Bernard Cohen had a great sense of humor and liked to ride motorcycles and fly planes, his son said.

“He was a bit of a risk taker, and I guess that’s in line with the risks he took in his younger professional life,” Bennett Cohen said.

Bernard Cohen and Hirschkop were ACLU volunteer attorneys only a few years out of law school when they took on the case. Then-Attorney General Robert Kennedy referred Mildred Loving to the ACLU, after she wrote him seeking assistance.

“We would pinch ourselves and say, ‘Do we realize what we’re doing?’ We’re handling one of the most important constitutional law cases ever to come before the court,” Cohen said in a documentary about the case that aired on HBO in 2012.

The biggest challenge, Cohen always said of the case, was not the Supreme Court argument, but getting the case back in state court so it could be appealed.

After devising a strategy to do so, the judge who sentenced the Lovings roundly rejected the request to set aside the conviction, giving the lawyers a ruling that could be appealed.

“Almighty God created the races white, black, yellow, Malay and red, and he placed them on separate continents, and but for the interference with His arrangement there would be no cause for such marriages,” the judge wrote in upholding the sentence. “The fact that He separated the races shows that He did not intend for the races to mix.”

Before arguing the case before the Supreme Court, Cohen said he tried to explain to Richard Loving the legal doctrines he would use.

“He was very country, sort of rough,” Cohen told the Associated Press in 1992. “[He] just said, ’Tell them I don’t understand why if a man loves a woman he can’t marry her no matter what her color.’”

‘A real legal eagle’

Following the landmark case, Cohen continued a legal career, but also veered into politics. He was elected to the House of Delegates in Virginia in 1979 representing the Alexandria area, and served eight terms.

During a 16-year career in the state House of Delegates, Cohen ran as “an unabashed liberal” and reveled in introducing controversial legislation.

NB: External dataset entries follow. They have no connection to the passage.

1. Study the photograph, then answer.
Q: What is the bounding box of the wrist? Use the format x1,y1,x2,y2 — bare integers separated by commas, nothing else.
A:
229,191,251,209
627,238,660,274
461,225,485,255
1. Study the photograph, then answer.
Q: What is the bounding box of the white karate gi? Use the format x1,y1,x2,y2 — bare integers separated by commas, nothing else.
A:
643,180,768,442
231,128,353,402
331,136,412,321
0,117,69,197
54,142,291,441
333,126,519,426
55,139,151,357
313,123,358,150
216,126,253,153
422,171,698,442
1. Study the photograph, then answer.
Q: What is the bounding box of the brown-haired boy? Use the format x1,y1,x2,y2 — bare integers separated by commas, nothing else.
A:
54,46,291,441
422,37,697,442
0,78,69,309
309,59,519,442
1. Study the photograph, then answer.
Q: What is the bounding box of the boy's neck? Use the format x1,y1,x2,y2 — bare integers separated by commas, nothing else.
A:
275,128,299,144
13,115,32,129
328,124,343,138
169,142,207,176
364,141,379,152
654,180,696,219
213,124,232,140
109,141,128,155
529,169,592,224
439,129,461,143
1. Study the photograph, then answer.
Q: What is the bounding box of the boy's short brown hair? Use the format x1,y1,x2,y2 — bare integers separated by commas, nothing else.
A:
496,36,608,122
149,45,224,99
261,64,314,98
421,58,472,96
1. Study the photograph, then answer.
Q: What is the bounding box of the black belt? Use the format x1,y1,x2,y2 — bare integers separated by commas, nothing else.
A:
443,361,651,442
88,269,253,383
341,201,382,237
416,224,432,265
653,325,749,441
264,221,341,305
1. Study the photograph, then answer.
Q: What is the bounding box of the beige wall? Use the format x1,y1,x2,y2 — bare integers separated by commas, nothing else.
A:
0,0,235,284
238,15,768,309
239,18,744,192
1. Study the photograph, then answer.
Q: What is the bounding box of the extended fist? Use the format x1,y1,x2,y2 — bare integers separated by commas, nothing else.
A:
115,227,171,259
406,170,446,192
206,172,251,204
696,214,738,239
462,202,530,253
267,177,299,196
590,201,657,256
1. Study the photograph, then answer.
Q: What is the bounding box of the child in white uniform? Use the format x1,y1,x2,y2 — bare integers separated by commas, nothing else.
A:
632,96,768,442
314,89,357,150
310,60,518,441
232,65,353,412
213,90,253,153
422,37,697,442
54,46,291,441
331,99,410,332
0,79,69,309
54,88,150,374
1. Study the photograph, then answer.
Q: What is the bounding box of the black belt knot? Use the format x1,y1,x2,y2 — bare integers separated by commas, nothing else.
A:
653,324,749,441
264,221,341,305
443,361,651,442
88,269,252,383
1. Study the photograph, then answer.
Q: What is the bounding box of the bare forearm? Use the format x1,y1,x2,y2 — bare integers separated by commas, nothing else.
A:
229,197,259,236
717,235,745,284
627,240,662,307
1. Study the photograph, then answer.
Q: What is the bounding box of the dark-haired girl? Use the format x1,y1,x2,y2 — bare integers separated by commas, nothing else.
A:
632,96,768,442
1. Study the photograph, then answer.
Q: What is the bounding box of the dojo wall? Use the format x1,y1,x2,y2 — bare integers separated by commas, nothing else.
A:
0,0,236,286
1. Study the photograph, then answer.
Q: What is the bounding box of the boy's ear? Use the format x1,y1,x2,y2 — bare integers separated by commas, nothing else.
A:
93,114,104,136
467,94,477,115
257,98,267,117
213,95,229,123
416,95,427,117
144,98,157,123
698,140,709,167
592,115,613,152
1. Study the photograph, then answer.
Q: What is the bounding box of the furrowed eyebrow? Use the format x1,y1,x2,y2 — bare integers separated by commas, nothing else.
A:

In 1983, he sponsored a resolution in favor of a nuclear freeze that won passage in the House but stalled in the Senate after a Reagan administration official testified against it. Cohen blamed the defeat on “kooks in the defense Department.”

He successfully advocated legislation banning smoking in public places in an era when the tobacco industry was a political powerhouse in Richmond.

Brian Moran, who succeeded Cohen in the legislature and is now Virginia’s secretary of public safety and homeland security, said Cohen opted to retire in 1995 because he had grown weary of campaigning — arthritis made shaking hands painful, and he’d come to loath door-knocking after getting attacked by a dog.

Cohen endorsed Moran as his successor because he wanted a lawyer to hold the seat.

“He was a real legal eagle. [He] respected the law, and wanted a lawyer to succeed him,” Moran said. “He was a distinguished legislator, extremely bright.”

His advocacy on behalf of the Lovings rarely came up in his political campaigns. Moran said many of his legislative colleagues were unaware of it.

Bennett Cohen said his sense was that the civil rights cases of the 1960s weren’t on people’s immediate minds in the ’80s and ’90s, when his father was active in politics. The Loving case, though, had a huge resurgence in public interest in the last decade, in part driven by the documentary and the 2016 Hollywood feature film “Loving,” but even more so by the parallels people saw between the Loving case and the debate over same-sex marriages.

Bennett Cohen noted that on Monday, the day his dad died, vice presidential nominee Kamala Harris talked about the Loving case during the Supreme Court confirmation hearings for Amy Coney Barrett.